Mercy officials said the system has been losing close to $110,000 per physician, or $13 million, per year on the network. Despite that, the system posted net income of $2.1 million for the year ended Dec. 31, 1998, with net revenues of $557 million. Jimenez said the system expects to net a larger profit this year but declined to give a number. According to the system, its operating margin is positive.
Seven-hospital Mercy is affiliated with Cincinnati-based Catholic Healthcare Partners.
Jimenez said Mercy is on a financial upswing because of productivity initiatives and a new children's hospital that opened in fall 1998. He said the system is in a position to absorb practice losses until the practices are returned to physician ownership, which is expected to take up to two years in some cases.
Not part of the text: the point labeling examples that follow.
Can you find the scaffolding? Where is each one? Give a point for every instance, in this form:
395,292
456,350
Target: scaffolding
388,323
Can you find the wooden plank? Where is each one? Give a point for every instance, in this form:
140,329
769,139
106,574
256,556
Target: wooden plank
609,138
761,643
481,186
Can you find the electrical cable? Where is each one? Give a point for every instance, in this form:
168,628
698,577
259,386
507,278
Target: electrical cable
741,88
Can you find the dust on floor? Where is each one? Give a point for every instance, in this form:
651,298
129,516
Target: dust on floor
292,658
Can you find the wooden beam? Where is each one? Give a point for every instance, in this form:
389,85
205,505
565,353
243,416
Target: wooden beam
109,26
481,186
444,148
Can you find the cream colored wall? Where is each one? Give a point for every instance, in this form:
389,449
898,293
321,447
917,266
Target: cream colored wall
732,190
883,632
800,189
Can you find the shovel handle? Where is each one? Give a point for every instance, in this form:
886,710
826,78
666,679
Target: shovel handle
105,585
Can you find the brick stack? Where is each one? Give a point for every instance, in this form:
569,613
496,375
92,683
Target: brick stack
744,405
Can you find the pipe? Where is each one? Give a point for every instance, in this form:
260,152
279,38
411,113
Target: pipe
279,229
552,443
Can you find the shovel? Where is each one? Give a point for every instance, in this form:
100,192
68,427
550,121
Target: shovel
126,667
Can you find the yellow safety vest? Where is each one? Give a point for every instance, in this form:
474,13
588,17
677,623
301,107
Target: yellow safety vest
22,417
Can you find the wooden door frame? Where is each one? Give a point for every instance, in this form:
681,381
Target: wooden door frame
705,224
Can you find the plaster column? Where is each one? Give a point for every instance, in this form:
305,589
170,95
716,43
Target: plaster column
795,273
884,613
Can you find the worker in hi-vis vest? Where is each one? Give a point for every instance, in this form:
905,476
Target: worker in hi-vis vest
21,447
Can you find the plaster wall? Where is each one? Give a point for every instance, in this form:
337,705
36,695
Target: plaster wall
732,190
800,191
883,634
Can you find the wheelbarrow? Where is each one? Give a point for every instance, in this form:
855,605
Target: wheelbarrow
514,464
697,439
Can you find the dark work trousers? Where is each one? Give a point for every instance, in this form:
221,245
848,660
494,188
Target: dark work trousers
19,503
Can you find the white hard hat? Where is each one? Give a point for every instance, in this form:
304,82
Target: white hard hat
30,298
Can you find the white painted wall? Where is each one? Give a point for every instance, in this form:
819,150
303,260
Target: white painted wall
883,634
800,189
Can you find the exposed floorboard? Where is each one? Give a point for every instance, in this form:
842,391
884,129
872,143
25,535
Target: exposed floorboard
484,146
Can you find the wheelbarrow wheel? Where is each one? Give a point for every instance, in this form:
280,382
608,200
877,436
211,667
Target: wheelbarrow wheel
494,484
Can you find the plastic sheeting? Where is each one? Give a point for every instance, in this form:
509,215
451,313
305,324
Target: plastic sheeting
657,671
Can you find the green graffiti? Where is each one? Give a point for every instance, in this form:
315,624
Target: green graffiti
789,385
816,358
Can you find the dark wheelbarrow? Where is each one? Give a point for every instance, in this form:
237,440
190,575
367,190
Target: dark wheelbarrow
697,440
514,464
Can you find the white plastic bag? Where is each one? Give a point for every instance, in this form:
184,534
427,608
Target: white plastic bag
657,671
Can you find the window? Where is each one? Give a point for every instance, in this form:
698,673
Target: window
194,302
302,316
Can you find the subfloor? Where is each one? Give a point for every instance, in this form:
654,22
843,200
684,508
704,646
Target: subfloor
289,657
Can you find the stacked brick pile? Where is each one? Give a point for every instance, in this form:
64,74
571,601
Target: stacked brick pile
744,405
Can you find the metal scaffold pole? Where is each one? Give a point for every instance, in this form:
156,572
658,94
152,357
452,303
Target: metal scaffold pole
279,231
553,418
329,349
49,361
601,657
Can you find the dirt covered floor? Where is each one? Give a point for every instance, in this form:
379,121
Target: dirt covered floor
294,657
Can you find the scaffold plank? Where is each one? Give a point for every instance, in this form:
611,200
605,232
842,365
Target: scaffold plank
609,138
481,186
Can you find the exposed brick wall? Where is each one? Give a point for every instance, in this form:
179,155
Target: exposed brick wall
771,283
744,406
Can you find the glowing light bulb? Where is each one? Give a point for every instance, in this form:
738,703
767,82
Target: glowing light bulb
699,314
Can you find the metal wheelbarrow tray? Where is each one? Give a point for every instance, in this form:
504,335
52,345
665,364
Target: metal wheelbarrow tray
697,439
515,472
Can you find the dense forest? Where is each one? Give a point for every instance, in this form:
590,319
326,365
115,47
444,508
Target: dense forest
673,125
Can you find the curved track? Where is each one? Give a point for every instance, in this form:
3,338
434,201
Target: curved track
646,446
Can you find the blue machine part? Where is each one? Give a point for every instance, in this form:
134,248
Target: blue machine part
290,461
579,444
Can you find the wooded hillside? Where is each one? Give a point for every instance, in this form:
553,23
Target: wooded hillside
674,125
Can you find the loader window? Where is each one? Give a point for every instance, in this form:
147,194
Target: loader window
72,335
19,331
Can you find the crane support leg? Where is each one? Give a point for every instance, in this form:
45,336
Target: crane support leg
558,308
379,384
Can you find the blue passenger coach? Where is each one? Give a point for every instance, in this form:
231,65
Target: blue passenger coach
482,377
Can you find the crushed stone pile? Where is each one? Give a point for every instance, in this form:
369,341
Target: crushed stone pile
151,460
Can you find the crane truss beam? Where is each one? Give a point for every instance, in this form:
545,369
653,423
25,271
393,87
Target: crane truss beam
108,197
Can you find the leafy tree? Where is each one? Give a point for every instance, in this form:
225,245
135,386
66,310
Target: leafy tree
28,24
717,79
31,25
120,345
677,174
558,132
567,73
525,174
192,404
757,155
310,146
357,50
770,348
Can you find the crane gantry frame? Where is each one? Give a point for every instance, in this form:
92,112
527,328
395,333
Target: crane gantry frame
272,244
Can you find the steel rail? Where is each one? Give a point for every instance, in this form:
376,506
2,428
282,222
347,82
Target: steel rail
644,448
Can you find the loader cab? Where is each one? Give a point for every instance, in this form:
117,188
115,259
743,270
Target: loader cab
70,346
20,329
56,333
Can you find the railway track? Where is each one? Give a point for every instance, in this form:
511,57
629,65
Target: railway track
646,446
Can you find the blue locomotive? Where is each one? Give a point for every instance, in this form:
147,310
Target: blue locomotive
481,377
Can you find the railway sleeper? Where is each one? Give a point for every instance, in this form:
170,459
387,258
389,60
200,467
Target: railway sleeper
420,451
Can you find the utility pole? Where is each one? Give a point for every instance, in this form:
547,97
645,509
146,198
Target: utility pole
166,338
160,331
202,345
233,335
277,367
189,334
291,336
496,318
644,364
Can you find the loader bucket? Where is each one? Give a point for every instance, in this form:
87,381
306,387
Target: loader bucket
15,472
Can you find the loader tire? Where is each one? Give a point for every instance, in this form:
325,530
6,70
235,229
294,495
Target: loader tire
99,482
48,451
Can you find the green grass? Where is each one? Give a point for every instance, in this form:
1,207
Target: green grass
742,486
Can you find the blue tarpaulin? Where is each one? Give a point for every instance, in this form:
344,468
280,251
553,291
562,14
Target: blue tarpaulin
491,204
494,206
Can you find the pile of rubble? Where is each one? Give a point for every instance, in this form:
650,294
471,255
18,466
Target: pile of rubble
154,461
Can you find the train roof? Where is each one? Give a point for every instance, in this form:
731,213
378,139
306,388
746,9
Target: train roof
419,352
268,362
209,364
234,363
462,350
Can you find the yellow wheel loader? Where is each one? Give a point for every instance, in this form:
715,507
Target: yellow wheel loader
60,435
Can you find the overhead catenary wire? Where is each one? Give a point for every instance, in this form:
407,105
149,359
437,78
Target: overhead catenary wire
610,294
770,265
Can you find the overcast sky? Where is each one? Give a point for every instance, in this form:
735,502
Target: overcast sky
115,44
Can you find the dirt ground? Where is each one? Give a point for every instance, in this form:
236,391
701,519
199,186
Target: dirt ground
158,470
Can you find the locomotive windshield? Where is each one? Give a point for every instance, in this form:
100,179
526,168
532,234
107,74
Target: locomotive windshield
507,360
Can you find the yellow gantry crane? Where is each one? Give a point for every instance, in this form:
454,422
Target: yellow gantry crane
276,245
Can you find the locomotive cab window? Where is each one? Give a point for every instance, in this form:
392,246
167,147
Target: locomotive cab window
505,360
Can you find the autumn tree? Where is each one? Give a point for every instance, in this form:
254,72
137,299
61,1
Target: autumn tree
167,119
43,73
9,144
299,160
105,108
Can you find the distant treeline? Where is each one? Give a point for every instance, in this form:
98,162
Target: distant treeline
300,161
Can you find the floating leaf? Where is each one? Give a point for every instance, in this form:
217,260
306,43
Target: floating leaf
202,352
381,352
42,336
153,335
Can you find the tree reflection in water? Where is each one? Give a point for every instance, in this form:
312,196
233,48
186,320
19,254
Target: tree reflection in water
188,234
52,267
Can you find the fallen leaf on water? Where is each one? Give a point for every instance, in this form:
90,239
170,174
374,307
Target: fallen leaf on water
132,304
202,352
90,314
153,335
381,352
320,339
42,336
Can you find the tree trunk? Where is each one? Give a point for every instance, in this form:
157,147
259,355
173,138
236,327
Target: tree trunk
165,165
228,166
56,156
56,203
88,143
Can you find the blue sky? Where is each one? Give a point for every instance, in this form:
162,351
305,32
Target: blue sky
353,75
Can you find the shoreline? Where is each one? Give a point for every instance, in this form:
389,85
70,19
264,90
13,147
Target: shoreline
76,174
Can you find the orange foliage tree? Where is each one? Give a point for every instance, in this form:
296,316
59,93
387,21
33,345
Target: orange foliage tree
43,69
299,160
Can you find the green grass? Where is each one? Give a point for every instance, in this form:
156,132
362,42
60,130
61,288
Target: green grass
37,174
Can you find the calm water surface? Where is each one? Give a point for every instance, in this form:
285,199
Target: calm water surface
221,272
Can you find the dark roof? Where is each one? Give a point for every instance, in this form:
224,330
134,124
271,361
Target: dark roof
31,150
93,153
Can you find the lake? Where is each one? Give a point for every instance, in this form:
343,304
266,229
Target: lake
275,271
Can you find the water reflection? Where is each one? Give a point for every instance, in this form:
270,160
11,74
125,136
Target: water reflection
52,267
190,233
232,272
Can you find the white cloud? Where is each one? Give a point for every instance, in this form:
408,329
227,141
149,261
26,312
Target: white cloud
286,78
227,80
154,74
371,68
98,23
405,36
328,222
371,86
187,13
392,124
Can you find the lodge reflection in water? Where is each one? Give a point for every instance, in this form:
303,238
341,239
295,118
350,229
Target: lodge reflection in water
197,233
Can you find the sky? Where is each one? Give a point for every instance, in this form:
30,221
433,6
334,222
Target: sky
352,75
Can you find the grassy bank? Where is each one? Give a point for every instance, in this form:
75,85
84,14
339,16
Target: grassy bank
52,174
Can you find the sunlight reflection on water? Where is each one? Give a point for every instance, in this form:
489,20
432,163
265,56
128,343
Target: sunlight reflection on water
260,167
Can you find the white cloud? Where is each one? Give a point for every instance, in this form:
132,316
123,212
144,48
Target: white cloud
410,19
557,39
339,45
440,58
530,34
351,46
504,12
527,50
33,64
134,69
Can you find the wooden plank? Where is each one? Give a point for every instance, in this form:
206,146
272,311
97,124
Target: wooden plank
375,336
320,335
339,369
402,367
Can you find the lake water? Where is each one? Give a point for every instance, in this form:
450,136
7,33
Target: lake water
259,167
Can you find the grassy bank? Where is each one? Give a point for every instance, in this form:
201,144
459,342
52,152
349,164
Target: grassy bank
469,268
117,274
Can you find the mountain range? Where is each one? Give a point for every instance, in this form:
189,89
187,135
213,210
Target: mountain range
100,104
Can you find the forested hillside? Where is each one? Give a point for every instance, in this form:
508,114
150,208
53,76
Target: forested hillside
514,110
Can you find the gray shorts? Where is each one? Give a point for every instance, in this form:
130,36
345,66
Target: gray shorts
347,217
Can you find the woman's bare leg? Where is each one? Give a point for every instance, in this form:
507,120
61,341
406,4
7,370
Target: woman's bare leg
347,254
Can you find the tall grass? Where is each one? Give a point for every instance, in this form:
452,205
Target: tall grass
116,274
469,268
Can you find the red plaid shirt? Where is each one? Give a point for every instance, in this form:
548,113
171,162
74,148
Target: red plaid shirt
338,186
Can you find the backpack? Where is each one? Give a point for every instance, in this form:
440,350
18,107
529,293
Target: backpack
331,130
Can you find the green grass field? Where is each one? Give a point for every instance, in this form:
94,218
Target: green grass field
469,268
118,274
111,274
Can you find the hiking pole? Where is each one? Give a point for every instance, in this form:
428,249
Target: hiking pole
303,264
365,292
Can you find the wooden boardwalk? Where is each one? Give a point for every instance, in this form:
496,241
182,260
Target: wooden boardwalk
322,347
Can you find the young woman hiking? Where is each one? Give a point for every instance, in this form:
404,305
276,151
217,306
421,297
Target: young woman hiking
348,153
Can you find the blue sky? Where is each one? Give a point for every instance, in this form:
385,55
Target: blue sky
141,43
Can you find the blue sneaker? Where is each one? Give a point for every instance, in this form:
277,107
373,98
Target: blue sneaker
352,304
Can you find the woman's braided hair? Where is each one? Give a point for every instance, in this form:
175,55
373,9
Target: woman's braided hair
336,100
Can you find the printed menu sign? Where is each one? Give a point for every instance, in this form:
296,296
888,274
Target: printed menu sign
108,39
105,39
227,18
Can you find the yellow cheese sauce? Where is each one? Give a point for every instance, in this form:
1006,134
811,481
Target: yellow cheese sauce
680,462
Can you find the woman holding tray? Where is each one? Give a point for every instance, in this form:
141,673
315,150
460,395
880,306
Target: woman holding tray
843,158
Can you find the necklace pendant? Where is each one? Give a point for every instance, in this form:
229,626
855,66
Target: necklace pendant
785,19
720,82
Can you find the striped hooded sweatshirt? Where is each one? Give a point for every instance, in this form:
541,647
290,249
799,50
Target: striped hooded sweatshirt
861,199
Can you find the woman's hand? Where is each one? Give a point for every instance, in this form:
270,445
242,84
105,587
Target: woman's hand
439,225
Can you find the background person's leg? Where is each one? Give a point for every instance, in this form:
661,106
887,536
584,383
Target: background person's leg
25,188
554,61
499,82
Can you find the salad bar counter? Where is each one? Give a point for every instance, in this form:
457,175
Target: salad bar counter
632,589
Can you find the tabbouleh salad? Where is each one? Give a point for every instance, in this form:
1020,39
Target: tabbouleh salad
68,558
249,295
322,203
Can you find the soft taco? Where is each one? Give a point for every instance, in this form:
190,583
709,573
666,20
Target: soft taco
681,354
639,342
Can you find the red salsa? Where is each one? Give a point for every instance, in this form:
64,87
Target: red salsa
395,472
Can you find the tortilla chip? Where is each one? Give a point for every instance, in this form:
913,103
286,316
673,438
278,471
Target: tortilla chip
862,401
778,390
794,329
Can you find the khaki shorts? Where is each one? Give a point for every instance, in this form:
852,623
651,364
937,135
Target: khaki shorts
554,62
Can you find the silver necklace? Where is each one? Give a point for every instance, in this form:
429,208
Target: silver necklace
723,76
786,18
Jimenez said the healthcare industry must react more quickly when strategies don't work.
"Because of (the) Balanced Budget Act (of 1997), because the margins are tightening, we can't continue to hold onto a failed strategy. We've got to be more aggressive dealing with these things," he said.
Most of Mercy's practices were acquired from 1994 through 1996, when establishing so-called integrated delivery systems was in vogue. But efficiencies of scale and strategic advantages didn't materialize, according to system officials.
Like many systems, Mercy consolidated practices, marketed them heavily to managed care and renegotiated employment contracts with doctors to add productivity incentives. But health system overhead boosted practice costs, and no significant new business was created. The family practitioners, internists, OB/GYNs and pediatricians had already been referring their patients to Mercy facilities before their practices were acquired, Jimenez said.
Morris Flaum, M.D., senior vice president of medical and academic affairs at Mercy, said the system anticipates it will cost millions of dollars to compensate physicians for early terminations of their contracts, though officials declined to provide an estimate.
Some physicians may choose to work through existing employment contracts, and others have contracts that expired, he said.
Neither Flaum nor Jimenez would say how much the system spent acquiring the assets.
Physicians may opt to contract with the hospital's management services organization for billing, practice management, supplies and other services. Mercy will continue to employ about 30 physicians in connection with its teaching program and indigent clinics.
Flaum said physician reaction has varied.
"Some physicians are upset. Other physicians indicated that they can see why the decisions were made," he said.